Learning Distilled Collaboration Graph for Multi-Agent Perception

Yiming Li,Shunli Ren,Pengxiang Wu,Siheng Chen,Chen Feng,Wenjun Zhang
DOI: https://doi.org/10.48550/arXiv.2111.00643
2022-01-16
Abstract:To promote better performance-bandwidth trade-off for multi-agent perception, we propose a novel distilled collaboration graph (DiscoGraph) to model trainable, pose-aware, and adaptive collaboration among agents. Our key novelties lie in two aspects. First, we propose a teacher-student framework to train DiscoGraph via knowledge distillation. The teacher model employs an early collaboration with holistic-view inputs; the student model is based on intermediate collaboration with single-view inputs. Our framework trains DiscoGraph by constraining post-collaboration feature maps in the student model to match the correspondences in the teacher model. Second, we propose a matrix-valued edge weight in DiscoGraph. In such a matrix, each element reflects the inter-agent attention at a specific spatial region, allowing an agent to adaptively highlight the informative regions. During inference, we only need to use the student model named as the distilled collaboration network (DiscoNet). Attributed to the teacher-student framework, multiple agents with the shared DiscoNet could collaboratively approach the performance of a hypothetical teacher model with a holistic view. Our approach is validated on V2X-Sim 1.0, a large-scale multi-agent perception dataset that we synthesized using CARLA and SUMO co-simulation. Our quantitative and qualitative experiments in multi-agent 3D object detection show that DiscoNet could not only achieve a better performance-bandwidth trade-off than the state-of-the-art collaborative perception methods, but also bring more straightforward design rationale. Our code is available on <a class="link-external link-https" href="https://github.com/ai4ce/DiscoNet" rel="external noopener nofollow">this https URL</a>.
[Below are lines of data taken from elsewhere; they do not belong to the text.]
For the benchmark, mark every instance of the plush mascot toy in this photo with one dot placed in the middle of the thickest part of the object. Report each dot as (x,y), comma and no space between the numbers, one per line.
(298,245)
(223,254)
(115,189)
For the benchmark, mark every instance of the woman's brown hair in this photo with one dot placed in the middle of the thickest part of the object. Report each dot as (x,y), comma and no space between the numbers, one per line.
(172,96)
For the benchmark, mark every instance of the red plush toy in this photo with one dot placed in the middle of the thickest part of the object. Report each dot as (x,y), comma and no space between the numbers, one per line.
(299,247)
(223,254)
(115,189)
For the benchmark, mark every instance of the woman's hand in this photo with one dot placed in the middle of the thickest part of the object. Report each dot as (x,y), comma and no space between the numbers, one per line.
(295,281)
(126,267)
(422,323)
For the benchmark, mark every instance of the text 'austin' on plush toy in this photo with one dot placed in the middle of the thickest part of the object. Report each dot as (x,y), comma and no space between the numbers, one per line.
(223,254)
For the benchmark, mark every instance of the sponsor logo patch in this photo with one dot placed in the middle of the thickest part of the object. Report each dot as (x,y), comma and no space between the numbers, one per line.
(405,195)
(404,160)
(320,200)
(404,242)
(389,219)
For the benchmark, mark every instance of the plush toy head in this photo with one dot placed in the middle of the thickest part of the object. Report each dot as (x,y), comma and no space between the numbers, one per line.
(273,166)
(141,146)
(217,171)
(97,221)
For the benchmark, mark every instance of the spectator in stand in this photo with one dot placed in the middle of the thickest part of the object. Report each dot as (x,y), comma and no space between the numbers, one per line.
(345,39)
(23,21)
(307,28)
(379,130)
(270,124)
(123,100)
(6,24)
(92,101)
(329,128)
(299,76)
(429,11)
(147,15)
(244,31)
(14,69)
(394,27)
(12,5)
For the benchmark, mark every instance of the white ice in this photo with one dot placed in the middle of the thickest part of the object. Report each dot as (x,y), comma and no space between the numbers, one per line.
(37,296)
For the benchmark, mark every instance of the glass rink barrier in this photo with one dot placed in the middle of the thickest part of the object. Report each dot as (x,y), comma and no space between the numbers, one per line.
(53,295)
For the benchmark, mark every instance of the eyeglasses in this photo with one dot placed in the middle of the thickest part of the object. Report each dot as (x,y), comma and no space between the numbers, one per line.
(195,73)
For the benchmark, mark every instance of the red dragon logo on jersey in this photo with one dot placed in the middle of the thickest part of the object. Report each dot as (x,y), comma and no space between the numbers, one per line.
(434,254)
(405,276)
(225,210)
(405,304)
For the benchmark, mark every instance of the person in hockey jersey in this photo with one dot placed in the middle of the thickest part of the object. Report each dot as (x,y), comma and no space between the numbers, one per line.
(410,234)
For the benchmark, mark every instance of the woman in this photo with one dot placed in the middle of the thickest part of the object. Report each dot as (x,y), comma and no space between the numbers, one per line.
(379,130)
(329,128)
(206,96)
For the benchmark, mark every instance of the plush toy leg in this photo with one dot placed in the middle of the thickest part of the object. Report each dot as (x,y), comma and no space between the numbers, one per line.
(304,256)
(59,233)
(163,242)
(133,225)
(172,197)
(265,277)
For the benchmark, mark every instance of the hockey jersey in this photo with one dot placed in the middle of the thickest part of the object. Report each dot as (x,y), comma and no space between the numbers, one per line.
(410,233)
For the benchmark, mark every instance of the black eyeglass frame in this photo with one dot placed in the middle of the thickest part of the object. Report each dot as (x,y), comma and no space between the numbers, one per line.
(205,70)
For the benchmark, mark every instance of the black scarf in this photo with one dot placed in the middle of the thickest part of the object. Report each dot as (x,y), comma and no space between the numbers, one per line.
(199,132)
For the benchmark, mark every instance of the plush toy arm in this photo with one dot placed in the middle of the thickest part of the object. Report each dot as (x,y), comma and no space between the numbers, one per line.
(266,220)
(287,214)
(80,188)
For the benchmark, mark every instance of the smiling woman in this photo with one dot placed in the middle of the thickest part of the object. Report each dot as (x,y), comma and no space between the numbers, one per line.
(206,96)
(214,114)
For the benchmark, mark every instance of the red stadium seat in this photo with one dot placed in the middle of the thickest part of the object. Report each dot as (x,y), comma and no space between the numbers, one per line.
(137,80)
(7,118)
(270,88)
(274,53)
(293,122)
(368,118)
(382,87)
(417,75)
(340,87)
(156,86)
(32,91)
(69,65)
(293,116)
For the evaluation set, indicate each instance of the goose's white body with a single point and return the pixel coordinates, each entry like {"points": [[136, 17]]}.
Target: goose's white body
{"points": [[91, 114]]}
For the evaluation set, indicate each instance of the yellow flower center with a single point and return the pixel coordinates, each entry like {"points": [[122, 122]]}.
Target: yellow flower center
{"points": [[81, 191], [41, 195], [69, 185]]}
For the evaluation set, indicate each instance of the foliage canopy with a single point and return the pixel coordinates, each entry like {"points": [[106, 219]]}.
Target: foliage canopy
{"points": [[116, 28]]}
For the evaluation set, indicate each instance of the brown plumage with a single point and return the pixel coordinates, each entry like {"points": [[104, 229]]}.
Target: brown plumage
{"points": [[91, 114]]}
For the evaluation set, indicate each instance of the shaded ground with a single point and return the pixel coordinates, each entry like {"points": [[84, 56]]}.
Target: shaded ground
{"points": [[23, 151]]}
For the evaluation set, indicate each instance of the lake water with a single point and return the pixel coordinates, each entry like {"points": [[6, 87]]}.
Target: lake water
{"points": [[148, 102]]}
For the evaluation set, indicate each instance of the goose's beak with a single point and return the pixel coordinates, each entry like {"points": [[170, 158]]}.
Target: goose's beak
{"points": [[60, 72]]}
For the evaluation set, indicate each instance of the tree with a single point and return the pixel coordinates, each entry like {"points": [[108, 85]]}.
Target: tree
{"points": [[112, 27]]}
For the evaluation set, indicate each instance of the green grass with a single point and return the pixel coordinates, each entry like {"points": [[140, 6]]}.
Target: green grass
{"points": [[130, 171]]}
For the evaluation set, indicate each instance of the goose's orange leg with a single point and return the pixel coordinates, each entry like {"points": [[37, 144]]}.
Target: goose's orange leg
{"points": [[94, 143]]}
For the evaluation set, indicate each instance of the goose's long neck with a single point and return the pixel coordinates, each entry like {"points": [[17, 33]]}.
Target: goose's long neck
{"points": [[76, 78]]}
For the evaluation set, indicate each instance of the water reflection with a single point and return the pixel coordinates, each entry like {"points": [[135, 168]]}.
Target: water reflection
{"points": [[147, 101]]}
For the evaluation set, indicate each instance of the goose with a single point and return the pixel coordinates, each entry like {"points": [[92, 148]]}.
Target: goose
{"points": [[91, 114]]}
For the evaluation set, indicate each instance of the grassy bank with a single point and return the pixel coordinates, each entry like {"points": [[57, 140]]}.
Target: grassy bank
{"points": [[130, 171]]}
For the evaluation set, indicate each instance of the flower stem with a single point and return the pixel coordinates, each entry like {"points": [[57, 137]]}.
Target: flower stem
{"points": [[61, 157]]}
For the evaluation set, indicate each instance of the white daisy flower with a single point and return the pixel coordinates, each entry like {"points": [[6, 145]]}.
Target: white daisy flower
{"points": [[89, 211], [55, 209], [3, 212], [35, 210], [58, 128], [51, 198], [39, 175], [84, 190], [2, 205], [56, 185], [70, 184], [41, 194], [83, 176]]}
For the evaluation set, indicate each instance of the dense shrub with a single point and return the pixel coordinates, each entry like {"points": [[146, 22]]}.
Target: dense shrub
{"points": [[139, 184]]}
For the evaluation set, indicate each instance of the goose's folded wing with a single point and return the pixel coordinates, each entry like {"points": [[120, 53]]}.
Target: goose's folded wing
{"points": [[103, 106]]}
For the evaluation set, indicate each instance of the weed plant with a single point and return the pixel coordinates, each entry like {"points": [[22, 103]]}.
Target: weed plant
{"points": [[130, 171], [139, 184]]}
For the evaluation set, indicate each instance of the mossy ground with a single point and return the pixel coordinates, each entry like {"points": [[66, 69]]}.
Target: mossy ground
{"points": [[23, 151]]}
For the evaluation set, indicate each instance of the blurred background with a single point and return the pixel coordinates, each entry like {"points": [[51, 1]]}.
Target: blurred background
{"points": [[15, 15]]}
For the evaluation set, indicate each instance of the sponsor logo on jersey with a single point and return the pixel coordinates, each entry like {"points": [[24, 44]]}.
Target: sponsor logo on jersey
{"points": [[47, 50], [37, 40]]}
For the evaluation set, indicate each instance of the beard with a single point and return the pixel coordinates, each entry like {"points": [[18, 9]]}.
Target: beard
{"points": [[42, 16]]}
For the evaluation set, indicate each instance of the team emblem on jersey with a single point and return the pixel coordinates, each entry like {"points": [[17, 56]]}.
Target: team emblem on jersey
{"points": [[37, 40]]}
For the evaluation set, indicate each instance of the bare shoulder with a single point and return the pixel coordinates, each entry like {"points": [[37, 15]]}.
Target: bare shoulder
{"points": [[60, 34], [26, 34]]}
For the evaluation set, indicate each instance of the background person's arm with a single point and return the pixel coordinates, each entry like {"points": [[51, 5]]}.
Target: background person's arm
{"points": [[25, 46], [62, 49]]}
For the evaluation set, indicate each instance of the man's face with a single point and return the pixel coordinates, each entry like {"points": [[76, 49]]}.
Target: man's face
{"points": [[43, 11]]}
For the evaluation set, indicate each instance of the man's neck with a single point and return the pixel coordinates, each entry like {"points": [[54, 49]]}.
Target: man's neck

Computer Vision and Pattern Recognition,Robotics
What problem does this paper attempt to address?
### The Problem the Paper Attempts to Solve This paper aims to address the trade-off between performance and bandwidth in multi-agent perception systems. Specifically, the authors propose a novel distilled collaborative graph (DiscoGraph) to model trainable, pose-aware, and adaptive collaboration among agents. The key innovations of the paper are in two aspects: 1. **Teacher-Student Framework**: DiscoGraph is trained through knowledge distillation. The teacher model employs early collaboration, inputting data from a global perspective; the student model is based on intermediate collaboration, inputting data from a single perspective. The framework trains DiscoGraph by constraining the post-collaboration feature maps in the student model to match the corresponding feature maps in the teacher model. 2. **Matrix-Valued Edge Weights**: Matrix-valued edge weights are introduced in DiscoGraph, where each element reflects inter-agent attention in specific spatial regions, allowing agents to adaptively highlight information-rich areas. Through these innovations, the paper aims to improve the performance of multi-agent perception systems while maintaining low communication bandwidth. The paper is validated on the V2X-Sim 1.0 dataset, and experimental results show that DiscoNet not only outperforms existing collaborative perception methods in terms of the performance-bandwidth trade-off but also brings more intuitive design principles.